By: Blog by Bogumił Kamiński
Re-posted from: https://bkamins.github.io/julialang/2024/03/01/gdf.html
Introduction
One of the features of DataFrames.jl that I often find useful is that when you group
a data frame by some of its columns the resulting GroupedDataFrame
is an object
that gains new and useful functionalities.
Some time ago I have discussed how GroupedDataFrame
can be filtered. You can find
this post here. In this post and the following one that I plan to write next
week I thought that it would be useful to review other key functionalities of
a GroupedDataFrame
.
The post was written under Julia 1.10.1 and DataFrames.jl 1.6.1.
Creating a grouped data frame
You can create a GroupedDataFrame
using the groupby
function.
Here are some examples:
julia> using DataFrames
julia> df = DataFrame(int=[1, 3, 2, 1, 3, 2],
str=["a", "a", "c", "c", "b", "b"])
6×2 DataFrame
Row │ int str
│ Int64 String
─────┼───────────────
1 │ 1 a
2 │ 3 a
3 │ 2 c
4 │ 1 c
5 │ 3 b
6 │ 2 b
julia> show(groupby(df, :int), allgroups=true)

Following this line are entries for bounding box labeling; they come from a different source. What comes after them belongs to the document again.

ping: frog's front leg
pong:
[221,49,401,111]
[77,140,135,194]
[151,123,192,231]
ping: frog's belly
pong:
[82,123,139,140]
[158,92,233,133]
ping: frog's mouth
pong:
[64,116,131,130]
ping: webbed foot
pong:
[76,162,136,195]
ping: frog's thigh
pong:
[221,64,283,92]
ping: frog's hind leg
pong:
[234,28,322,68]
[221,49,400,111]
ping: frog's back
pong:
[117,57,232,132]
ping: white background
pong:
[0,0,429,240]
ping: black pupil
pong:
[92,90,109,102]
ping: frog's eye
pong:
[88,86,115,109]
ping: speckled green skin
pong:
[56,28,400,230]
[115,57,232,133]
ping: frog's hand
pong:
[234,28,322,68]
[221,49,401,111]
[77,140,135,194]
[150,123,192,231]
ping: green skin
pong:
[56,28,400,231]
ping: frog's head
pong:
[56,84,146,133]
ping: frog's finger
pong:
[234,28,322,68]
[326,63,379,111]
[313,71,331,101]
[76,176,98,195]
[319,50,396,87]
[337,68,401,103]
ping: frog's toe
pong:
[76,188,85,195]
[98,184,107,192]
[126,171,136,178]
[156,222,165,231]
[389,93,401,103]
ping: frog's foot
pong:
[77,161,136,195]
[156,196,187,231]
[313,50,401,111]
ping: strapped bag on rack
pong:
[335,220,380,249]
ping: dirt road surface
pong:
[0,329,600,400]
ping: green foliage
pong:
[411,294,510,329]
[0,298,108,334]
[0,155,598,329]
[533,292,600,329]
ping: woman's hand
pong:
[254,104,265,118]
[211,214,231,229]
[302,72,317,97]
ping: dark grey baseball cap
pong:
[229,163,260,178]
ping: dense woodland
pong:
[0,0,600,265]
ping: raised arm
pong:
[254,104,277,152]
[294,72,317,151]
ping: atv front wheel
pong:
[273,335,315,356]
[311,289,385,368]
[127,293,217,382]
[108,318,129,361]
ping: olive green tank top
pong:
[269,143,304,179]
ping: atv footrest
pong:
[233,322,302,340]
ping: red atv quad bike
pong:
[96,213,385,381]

GroupedDataFrame with 3 groups based on key: int
Group 1 (2 rows): int = 1
Row │ int str
│ Int64 String
─────┼───────────────
1 │ 1 a
2 │ 1 c
Group 2 (2 rows): int = 2
Row │ int str
│ Int64 String
─────┼───────────────
1 │ 2 c
2 │ 2 b
Group 3 (2 rows): int = 3
Row │ int str
│ Int64 String
─────┼───────────────
1 │ 3 a
2 │ 3 b
julia> show(groupby(df, :int; sort=true), allgroups=true)
GroupedDataFrame with 3 groups based on key: int
Group 1 (2 rows): int = 1
Row │ int str
│ Int64 String
─────┼───────────────
1 │ 1 a
2 │ 1 c
Group 2 (2 rows): int = 2
Row │ int str
│ Int64 String
─────┼───────────────
1 │ 2 c
2 │ 2 b
Group 3 (2 rows): int = 3
Row │ int str
│ Int64 String
─────┼───────────────
1 │ 3 a
2 │ 3 b
julia> show(groupby(df, :int; sort=false), allgroups=true)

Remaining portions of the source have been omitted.